Supreme Court questions animal cruelty law

Are dog-fighting videos free speech? Supreme Court justices Tuesday heard a case challenging a federal law covering depictions of animal cruelty.

Sarah Hayes, Monroe County Humane Association/AP
This Aug. 11 photo released by Indiana's Monroe County Humane Association Authorities shows one of more than 100 pit bulls seized during raids of sites suspected of breeding and training dogs for illegal fighting.

A US Supreme Court debate over the constitutionality of an animal cruelty law expanded Tuesday into an examination of whether Congress could ban pay-per-view broadcasts of human sacrifices.

In a lively and often amusing exchange, the justices took turns hurling ever-more-provocative hypothetical examples at counsel for both sides in a case that could produce a major holding in First Amendment free speech law.

Justice Antonin Scalia seemed to take personal umbrage at the broader implications of the law. An avid hunter, he came to the hearing armed with a long list of potential problems.

At one point, he suggested that aficionados of cock fighting, dog fighting, and bull fighting have a right to produce and distribute videotapes of the bloody battles "to present their side of the debate" over the value of such fights.

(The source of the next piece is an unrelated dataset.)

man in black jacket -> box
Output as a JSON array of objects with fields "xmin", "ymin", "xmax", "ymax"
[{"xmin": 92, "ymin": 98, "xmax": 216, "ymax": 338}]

That prompted Justice Samuel Alito to ask: "What if people like to see human sacrifice … live pay-per-view over the Human Sacrifice Channel? Don't they have a right?"

In general, the justices seemed skeptical of the statute, with only Chief Justice John Roberts and Justice Alito raising questions consistently supportive of the government's defense of the cruelty law.

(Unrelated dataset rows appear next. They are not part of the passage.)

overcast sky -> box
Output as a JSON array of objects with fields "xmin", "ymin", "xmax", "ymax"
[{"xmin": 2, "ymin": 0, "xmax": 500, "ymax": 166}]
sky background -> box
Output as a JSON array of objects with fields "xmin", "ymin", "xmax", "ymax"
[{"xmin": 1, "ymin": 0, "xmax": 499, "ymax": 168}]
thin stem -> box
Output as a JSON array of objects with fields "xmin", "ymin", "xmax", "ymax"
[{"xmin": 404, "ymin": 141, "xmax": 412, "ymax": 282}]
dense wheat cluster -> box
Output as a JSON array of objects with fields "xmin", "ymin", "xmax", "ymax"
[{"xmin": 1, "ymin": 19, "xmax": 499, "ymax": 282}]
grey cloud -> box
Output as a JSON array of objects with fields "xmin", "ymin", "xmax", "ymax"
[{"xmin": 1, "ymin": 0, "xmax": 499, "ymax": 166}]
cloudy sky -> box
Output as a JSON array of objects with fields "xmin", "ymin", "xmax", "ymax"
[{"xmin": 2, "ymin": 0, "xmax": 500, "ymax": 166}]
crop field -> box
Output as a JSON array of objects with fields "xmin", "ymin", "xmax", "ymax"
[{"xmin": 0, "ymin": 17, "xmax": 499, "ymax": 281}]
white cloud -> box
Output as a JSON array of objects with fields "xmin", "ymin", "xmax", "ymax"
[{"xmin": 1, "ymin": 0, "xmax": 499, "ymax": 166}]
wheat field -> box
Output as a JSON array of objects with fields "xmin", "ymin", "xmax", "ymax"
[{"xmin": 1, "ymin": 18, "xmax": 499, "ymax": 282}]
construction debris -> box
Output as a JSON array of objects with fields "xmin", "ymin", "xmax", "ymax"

At issue in US v. Stevens is a challenge to a 1999 federal law that criminalizes the possession and distribution of depictions of animal cruelty. The law was aimed at drying up an underground market in so-called "crush videos," in which women in high heels step on and kill small animals. But the law was written more broadly to include a wider swath of animal cruelty.

Robert Stevens, an author and documentary producer, was convicted and sentenced to three years in prison because three of his videos included footage of pit bulls engaged in organized fights or bloody boar-hunting expeditions.

His lawyer, Patricia Millett, argued that the statute was too broad and criminalized more conduct that necessary. She urged the justices to invalidate the entire law as a violation of the First Amendment.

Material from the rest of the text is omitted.